Rocket Sharing Company is strongly acquisitive after Stantup Services exit – CEO
- Raised EUR 16.5m from exit, almost 9x its investment
- Has a pipeline of targets, could close deals this year
- Looks to buy Italian AI and digital marketing scale-ups
Italy’s Rocket Sharing Company, an online marketplace focused on the sharing economy, is strongly acquisitive after divesting its 51% stake in Stantup Services, Chief Executive Luigi Maisto told Mergermarket.
The sale proposal was “impossible to refuse” as the deal valued Stantup Services at more than EUR 30m, representing a return of nearly 9x Rocket Sharing’s initial EUR 1.8m investment and “fully validat[ing]” its investment thesis, Maisto said.
The company announced on 21 May that it had sold its interest in Stantup Services to Mexedia, an Italian benefit corporation, for a total consideration of EUR 16.5m.
All the proceeds of the sale will be deployed in M&A, Maisto said. Rocket Sharing’s primary objective is now to replace the revenues generated by Stantup Services through new acquisitions, he said.
The company has identified a pipeline of suitable candidates, part of an “aggressive” M&A strategy, and is “at a good point” with some of the targets, he said. While M&A talks are unpredictable, some closings could be possible this year, he added.
The company sources deals internally, but also welcomes opportunities presented by advisors, Maisto said.
Rocket Sharing is specifically targeting Italian technology scale-ups operating in the digital marketing space and in which AI plays an active role, Maisto said. Ideal targets have moved past the early-stage start-up phase, validated their business models, and achieved positive EBITDA, he added.
The focus is on specialists in AI-driven marketing activities, and providers of tech-enabled solutions, he said. Of specific interest are companies capable of developing proprietary AI agents for small and medium-sized enterprises to automate marketing and social media management, he said.
Providers of B2B technologies to optimise corporate operations – including loyalty programmes, digital and social media marketing, and lead generation – could also fit the bill, he added.
Rocket Sharing’s management take a disciplined approach to evaluating targets, he said, noting that it is looking for companies generating revenues between EUR 1m and EUR 10m via recurring revenue models.
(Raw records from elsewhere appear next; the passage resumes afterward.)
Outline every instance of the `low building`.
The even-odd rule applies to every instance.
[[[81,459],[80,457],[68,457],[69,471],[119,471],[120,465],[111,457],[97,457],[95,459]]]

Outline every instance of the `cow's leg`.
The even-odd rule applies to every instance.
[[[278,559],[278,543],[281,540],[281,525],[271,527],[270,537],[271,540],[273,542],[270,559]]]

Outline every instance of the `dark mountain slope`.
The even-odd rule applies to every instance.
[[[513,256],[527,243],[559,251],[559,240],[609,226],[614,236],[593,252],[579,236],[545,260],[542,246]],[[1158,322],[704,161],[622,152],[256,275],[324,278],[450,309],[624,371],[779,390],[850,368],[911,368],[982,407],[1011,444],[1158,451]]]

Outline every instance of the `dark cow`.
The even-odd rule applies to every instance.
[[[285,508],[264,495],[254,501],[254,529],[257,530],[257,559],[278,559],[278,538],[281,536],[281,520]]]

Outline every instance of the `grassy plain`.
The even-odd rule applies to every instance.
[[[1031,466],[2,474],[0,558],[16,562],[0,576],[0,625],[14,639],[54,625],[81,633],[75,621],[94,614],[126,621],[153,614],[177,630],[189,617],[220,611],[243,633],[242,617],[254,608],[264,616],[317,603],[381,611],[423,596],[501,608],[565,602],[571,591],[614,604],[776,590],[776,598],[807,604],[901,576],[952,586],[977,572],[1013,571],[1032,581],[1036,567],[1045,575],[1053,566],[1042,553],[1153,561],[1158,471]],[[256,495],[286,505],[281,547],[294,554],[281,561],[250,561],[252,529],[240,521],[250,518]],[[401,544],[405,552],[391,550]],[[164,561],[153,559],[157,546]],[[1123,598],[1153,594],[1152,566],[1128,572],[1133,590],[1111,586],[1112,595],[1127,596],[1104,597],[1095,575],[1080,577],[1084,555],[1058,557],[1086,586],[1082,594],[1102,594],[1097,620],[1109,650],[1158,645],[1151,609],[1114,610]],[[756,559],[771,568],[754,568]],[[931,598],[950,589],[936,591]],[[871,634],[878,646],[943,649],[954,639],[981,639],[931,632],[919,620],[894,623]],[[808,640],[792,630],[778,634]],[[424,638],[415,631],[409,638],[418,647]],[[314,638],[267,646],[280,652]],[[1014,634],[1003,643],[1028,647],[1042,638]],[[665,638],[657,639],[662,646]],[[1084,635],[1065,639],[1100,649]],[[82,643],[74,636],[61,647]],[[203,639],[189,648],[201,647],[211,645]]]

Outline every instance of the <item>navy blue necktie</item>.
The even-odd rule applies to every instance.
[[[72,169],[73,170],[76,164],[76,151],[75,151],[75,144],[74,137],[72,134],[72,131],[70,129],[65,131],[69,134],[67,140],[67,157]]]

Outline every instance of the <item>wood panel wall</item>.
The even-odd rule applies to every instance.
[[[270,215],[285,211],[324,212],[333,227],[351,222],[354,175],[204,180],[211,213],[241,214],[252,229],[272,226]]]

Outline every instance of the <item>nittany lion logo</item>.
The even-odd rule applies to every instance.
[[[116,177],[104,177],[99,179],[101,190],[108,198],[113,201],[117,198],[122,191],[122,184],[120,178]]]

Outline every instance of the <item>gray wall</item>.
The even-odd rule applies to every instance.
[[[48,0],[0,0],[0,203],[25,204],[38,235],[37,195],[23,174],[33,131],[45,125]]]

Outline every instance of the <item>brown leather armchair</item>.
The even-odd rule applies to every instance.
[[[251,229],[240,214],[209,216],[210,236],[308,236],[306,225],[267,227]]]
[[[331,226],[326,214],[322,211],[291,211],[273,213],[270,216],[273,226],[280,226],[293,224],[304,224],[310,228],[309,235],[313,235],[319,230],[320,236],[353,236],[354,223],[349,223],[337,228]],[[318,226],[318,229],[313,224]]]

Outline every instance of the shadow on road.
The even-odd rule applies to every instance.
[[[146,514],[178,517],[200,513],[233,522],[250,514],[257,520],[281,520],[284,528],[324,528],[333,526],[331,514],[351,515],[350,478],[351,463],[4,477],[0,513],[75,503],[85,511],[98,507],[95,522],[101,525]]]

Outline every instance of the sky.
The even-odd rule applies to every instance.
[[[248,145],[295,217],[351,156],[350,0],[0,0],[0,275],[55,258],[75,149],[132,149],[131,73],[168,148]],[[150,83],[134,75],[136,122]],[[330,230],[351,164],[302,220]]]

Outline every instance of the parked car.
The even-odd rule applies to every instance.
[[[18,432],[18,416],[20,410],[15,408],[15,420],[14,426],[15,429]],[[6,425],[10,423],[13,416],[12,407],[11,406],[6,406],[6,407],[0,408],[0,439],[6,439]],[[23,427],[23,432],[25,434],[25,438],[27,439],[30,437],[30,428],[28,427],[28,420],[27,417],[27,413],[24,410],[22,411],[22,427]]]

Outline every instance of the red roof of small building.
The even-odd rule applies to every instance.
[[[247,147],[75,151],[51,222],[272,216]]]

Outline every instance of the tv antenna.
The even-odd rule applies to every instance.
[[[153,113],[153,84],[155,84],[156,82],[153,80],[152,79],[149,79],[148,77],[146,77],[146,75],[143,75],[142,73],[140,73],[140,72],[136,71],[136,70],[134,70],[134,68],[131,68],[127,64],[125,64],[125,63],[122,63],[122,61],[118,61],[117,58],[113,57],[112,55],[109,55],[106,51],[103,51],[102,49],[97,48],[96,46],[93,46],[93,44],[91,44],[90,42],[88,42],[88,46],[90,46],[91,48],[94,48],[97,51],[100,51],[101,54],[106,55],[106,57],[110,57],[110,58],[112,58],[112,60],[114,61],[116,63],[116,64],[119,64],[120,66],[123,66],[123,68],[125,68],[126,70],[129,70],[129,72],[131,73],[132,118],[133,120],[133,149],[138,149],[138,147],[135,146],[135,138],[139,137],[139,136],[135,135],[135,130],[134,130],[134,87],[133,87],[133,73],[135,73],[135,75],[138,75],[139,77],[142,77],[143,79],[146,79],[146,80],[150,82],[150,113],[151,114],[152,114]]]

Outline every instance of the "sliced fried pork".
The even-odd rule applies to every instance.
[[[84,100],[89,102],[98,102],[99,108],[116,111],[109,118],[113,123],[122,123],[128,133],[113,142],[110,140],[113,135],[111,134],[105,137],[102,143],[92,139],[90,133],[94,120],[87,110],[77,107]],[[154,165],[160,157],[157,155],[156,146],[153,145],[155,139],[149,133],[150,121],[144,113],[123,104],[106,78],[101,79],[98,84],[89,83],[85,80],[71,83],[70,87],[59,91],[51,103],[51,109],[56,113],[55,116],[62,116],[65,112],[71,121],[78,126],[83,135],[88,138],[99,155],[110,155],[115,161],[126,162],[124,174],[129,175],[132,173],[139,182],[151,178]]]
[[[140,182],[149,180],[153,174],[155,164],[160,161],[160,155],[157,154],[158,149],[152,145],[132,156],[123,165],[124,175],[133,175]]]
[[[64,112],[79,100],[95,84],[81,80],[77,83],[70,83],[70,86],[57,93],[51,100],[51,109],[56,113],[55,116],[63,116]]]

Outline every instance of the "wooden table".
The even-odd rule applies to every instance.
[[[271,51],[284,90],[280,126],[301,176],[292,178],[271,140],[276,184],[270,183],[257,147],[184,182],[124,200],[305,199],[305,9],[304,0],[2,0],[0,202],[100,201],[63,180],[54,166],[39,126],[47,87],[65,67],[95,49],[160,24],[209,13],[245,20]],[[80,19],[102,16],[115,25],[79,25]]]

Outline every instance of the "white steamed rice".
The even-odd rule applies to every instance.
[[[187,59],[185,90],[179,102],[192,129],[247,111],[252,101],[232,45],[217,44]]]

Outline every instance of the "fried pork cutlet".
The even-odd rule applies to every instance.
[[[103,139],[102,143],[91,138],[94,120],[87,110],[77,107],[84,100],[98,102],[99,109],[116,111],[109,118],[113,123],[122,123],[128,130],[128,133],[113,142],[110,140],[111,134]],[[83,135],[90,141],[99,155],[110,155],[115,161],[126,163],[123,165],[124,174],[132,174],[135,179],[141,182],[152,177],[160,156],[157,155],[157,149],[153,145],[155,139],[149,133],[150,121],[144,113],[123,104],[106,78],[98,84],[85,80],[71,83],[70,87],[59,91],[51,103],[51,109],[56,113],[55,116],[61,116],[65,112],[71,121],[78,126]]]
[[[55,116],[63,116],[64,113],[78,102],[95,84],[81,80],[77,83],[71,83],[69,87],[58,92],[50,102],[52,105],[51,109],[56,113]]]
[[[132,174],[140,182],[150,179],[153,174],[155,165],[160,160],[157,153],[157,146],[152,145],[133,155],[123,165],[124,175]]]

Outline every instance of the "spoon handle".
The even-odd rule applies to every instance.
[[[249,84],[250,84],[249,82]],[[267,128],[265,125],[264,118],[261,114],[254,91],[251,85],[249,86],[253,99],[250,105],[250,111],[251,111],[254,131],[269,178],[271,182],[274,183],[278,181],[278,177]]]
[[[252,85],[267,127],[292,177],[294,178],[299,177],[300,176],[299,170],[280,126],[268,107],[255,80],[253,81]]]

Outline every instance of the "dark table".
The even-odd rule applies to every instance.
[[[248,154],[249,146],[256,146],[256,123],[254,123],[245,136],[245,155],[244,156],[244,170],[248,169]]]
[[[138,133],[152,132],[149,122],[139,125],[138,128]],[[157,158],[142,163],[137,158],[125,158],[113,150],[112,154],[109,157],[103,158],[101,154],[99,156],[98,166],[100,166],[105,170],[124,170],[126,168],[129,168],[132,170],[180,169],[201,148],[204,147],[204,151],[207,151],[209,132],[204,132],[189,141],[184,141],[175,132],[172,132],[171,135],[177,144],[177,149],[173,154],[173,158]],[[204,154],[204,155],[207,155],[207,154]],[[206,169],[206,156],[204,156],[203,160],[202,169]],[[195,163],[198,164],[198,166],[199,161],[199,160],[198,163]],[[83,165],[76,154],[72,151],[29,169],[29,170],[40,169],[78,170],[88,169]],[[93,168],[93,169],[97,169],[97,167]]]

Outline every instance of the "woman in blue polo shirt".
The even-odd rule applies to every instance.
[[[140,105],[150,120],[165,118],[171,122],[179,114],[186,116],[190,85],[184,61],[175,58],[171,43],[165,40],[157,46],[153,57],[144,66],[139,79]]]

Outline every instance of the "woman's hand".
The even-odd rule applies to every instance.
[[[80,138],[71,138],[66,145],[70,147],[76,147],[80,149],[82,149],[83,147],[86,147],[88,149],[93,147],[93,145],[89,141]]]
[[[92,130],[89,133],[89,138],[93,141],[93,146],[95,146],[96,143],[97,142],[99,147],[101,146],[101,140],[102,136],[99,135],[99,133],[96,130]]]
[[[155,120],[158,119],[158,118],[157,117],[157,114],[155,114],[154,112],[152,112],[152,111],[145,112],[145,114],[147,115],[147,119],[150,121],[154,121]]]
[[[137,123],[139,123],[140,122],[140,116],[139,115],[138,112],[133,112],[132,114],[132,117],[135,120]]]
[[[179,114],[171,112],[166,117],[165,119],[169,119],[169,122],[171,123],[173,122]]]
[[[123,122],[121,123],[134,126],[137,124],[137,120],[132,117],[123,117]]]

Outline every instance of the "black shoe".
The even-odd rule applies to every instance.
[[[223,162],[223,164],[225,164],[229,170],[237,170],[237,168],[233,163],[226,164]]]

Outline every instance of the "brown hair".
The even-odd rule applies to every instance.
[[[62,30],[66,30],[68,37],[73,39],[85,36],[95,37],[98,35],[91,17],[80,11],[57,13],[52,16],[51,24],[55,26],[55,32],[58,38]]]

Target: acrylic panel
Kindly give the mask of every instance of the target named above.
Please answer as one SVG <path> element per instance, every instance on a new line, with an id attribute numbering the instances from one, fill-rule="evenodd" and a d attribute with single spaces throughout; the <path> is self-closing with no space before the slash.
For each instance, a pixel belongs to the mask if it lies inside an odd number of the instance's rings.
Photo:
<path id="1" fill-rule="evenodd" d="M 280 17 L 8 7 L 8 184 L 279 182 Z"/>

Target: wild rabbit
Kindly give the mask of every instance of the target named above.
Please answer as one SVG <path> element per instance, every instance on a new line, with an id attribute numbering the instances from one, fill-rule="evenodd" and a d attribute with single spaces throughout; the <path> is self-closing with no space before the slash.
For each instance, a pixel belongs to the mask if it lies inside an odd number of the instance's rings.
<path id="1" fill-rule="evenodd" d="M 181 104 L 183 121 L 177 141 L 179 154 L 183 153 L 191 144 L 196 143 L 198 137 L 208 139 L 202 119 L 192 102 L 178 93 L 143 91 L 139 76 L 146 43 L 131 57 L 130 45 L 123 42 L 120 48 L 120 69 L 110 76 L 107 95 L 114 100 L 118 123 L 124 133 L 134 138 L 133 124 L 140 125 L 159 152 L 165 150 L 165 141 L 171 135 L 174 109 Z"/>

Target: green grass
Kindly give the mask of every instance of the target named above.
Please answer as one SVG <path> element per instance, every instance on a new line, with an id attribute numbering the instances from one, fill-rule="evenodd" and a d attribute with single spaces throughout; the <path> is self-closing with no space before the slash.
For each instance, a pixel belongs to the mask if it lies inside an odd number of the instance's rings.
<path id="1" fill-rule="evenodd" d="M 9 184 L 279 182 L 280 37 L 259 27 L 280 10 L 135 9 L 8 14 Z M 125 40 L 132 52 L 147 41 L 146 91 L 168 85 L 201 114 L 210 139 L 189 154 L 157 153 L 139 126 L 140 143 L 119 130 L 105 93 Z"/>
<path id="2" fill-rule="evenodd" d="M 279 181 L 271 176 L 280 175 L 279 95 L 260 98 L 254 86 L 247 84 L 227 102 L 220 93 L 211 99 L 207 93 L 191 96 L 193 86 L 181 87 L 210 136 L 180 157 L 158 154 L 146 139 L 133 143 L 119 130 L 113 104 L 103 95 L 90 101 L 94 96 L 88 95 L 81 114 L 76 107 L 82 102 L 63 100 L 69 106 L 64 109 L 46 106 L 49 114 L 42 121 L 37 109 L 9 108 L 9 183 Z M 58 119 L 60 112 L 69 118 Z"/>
“Our goal is to accelerate the growth of these companies and increase profitability,” he said.
Future transactions will be financed through share swaps involving Rocket stock and dedicated capital increases, Maisto said, adding, however, that deals will be evaluated on a case-by-case basis.
To support larger transactions, the company could bring in co-investors, including private equity and debt funds; or use club deals led by entrepreneurs it is close to, he said.
Maisto, Chief Strategic Officer Daniele Viganò, and CFO Alberto Ferlin founded the company in 2019, since when it has been focused on developing an innovative marketplace platform, he said.
Rocket Sharing Company started trading on the Milan Bourse in 2022. Its free float is 53.82%, and its market cap is EUR 8.46m at the end of 5 June.